It’s just after 9.00 am on the first Sunday of July and I’m standing in the car park of St Andrew’s Church. My destination however is the partner church in the linkage, Meadowside St Paul’s, for the 10.00 am service which I’m conducting. In the ten minutes it takes to walk from one to the other, I see scarcely another soul; even the buses look empty and there is virtually no other traffic. The peace and quiet is appealing and conducive to a bit of prayer and reflection: after all, this is my first Sunday as Interim Moderator and I’d like to make a good impression on both these congregations, all the more so as they will have had to turn up at a different time to worship: 10.00 am at Meadowside St Paul’s and 11.15 am at St Andrew’s.
This change from 11.00 am, for both partners, may be the first of a series, though God alone knows what the future holds. I see my position as an important one – holding these congregations in trust for the person who is called to lead them on a more lasting basis – while at the same time I’m of the school of thought which doesn’t like the term “vacancy” because it implies that when the minister leaves, the doors are closed and everything stops.
Anyone who knows anything about churches knows that this is rarely the case.

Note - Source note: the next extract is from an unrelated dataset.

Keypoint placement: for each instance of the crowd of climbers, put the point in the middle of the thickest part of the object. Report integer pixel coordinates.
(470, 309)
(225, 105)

I am looking forward to learning about all the things that happen in these congregations and parishes, some of them in an organised and official way, others unobtrusively as folk quietly carry out Jesus’ command to pray and to help those in need without a fanfare of trumpets.
These are early days for my ministry here, of course, and also for the linkage (formally recognised in a Presbytery service last September). Such arrangements are rarely reached quickly – and perhaps they shouldn’t be – but now that they are in place, there is room to look forward, to discover what is distinctive in each congregation and parish, what can be shared, what can be learned from each other and, last but not least, what might be achieved because we are stronger as two?

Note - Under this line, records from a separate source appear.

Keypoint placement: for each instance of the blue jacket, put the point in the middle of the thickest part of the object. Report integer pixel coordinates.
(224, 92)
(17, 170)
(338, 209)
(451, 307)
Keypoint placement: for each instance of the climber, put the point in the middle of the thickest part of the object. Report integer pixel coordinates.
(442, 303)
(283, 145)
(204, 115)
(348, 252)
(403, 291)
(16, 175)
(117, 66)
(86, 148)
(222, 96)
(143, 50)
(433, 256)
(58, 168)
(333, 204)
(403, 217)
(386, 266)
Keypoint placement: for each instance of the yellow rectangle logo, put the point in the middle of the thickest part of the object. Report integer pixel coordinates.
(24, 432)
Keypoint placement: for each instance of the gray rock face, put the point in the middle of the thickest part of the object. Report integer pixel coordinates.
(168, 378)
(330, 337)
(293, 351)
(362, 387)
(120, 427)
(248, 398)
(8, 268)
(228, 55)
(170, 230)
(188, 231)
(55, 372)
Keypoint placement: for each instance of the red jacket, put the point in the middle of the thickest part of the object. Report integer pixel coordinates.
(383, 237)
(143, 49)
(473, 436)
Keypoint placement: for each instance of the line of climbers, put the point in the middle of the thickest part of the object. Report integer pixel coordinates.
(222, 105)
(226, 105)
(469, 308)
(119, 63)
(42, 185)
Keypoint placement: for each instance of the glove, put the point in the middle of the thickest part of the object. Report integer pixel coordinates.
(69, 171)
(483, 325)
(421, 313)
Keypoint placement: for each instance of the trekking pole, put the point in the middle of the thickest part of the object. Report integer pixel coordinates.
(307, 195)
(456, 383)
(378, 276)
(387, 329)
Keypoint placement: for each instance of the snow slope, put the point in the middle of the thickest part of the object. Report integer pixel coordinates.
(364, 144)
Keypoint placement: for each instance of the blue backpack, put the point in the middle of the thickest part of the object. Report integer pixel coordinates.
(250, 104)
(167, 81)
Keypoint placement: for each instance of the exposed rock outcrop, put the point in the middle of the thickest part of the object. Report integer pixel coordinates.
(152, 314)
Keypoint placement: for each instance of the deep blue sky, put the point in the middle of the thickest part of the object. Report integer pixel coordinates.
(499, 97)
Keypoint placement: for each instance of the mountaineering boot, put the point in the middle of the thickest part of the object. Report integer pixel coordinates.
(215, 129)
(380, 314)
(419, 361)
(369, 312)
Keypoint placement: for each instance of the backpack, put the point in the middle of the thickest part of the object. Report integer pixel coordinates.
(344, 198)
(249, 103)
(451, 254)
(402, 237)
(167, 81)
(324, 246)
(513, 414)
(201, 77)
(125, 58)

Some of my friends were unsure of the location of these two churches to which I’m now committed, and I have found myself saying, “Meadowside St Paul’s is opposite the Overgate and St Andrew’s is next to the Wellgate.” In other words, each is close to one of the city’s two shopping malls.
When I leave Meadowside St Paul’s to retrace my steps to St Andrew’s for their service, the shoppers have indeed arrived. There are people waiting at bus stops, sitting in cafes, going in and out of the shops, or simply enjoying this unseasonably warm summer. The gushing water of the fountain in City Square is no longer audible above the hubbub of passers-by.
I look forward to hearing it again next Sunday morning, and to all that, together, these congregations and I might achieve as we wait in hope – but not idly – for a new minister to discover her or his calling to this city centre charge.